The MCP server and tools were built for a single-team pilot and break down under broader use. Different teams have different data source configurations, dbt project layouts, and query patterns that expose edge cases in adapter resolution, schema inspection, and YAML compilation. Error handling is inconsistent — some failures return structured error objects while others surface raw Python tracebacks. Connection lifecycle management, caching behavior, and concurrent tool-call handling have not been stress-tested.

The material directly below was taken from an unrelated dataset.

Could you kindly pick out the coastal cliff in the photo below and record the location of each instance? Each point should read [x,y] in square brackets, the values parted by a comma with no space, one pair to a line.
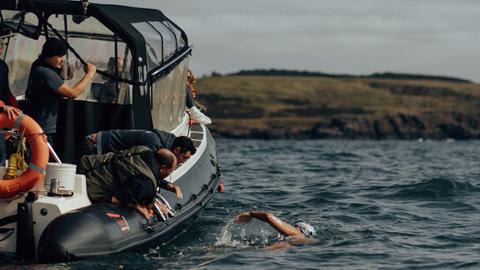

Without hardening these paths, expanding to additional internal teams or design partners will generate a flood of support tickets and erode trust in the tooling.

Context

  • Pilot work proved the baseline flow for AI agent tool interfaces, execution workflows, and eval-driven behavior tuning, but repeated use by multiple internal teams and first design partners will surface reliability and UX edge cases that the pilot could work around manually.
  • This milestone is about turning a promising path into something teams can use predictably without bespoke engineering help, support heroics, or undocumented workarounds.
  • Expected touchpoints include dataface/ai/, MCP/tool contracts, cloud chat surfaces, eval runners, and prompt artifacts, plus any onboarding, validation, and issue-triage surfaces that repeatedly fail during broader adoption.

Possible Solutions

  • A - Fix only the currently visible blockers: fast, but it tends to preserve hidden fragility and leaves the next round of adopters to rediscover the same classes of issues.
  • B - Recommended: define an adoption-hardening checklist and close the highest-impact gaps: combine real usage review, targeted fixes, docs/runbook updates, and validation so repeated use becomes predictable.
  • C - Pause broader adoption until a larger redesign is finished: reduces short-term support load, but delays the real feedback this milestone is meant to capture.

Plan

  1. Review prototype/pilot outputs, open issues, and support friction to identify the top blockers to repeated team adoption of AI agent tool interfaces, execution workflows, and eval-driven behavior tuning.
  2. Turn those findings into a prioritized hardening scope that covers product behavior, docs/runbooks, and validation for the highest-risk flows.
  3. Land or queue the highest-impact fixes and document explicit known limits for anything intentionally left out of scope.
  4. Re-run representative multi-team or design-partner scenarios and update follow-up tasks based on what still fails or feels too brittle.